Side note on git bundles: unfortunately there appears to be no reproducible way to export a git repository into one or more files. So one unfortunate consequence of all this work is that the gnulib *.orig.tar.gz
tarball in Debian is not reproducible any more. I have tried to get Git bundles to be reproducible but I never got it to work see my notes in gnulib s debian/README.source on this aspect. Of course, source tarball reproducibility has nothing to do with binary reproducibility of gnulib in Debian itself, fortunately.
One open question is how to deal with the increased build dependencies that is triggered by this approach. Some people are surprised by this but I don t see how to get around it: if you depend on source code for tools in another package to build your package, it is a bad idea to hide that dependency. We ve done it for a long time through vendored code in non-minimal tarballs. Libntlm isn t the most critical project from a bootstrapping perspective, so adding git and gnulib as Build-Depends
to it will probably be fine. However, consider if this pattern was used for other packages that uses gnulib such as coreutils, gzip, tar, bison etc (all are using gnulib) then they would all Build-Depends
on git and gnulib. Cross-building those packages for a new architecture will therefor require git on that architecture first, which gets circular quick. The dependency on gnulib is real so I don t see that going away, and gnulib is a Architecture:all
package. However, the dependency on git is merely a consequence of how the Debian gnulib package chose to make all gnulib git commits available to projects: through a git bundle. There are other ways to do this that doesn t require the git tool to extract the necessary files, but none that I found practical ideas welcome!
Finally some brief notes on how this was implemented.
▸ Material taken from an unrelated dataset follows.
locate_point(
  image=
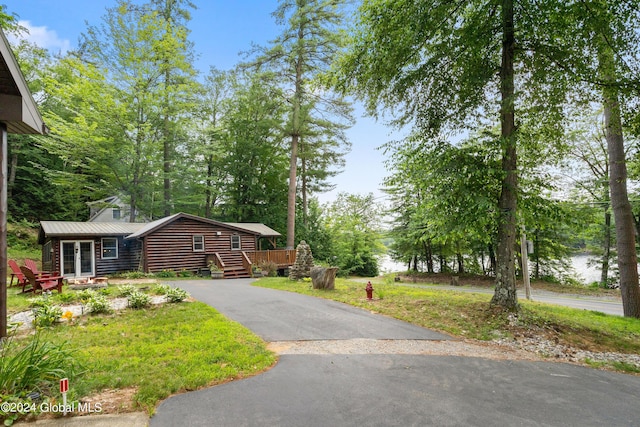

Enabling bootstrappable source-only minimal tarballs via gnulib s ./bootstrap
is achieved by using the GNULIB_REVISION
mechanism, locking down the gnulib commit used. I have always disliked git submodules because they add extra steps and has complicated interaction with CI/CD. The reason why I gave up git submodules now is because the particular commit to use is not recorded in the git archive
output when git submodules is used. So the particular gnulib commit has to be mentioned explicitly in some source code that goes into the git archive tarball. Colin Watson added the GNULIB_REVISION approach to ./bootstrap
back in 2018, and now it no longer made sense to continue to use a gnulib git submodule. One alternative is to use ./bootstrap
with --gnulib-srcdir
or --gnulib-refdir
if there is some practical problem with the GNULIB_URL
towards a git bundle the GNULIB_REVISION
in bootstrap.conf
.
The srcdist make rule is simple:
git archive --prefix=libntlm-v1.8/ -o libntlm-1.8-src.tar.gz HEAD
Making the make dist
generated tarball reproducible can be more complicated, however for Libntlm it was sufficient to make sure the modification times of all files were set deterministically to the timestamp of the last commit in the git repository. Interestingly there seems to be a couple of different ways to accomplish this, Guix doesn t support minimal source-only tarballs but rely on a .tarball-timestamp file inside the tarball. Paul Eggert explained what TZDB is using some time ago. The approach I m using now is fairly similar to the one I suggested over a year ago. If there are problems because all files in the tarball now use the same modification time, there is a solution by Bruno Haible that could be implemented.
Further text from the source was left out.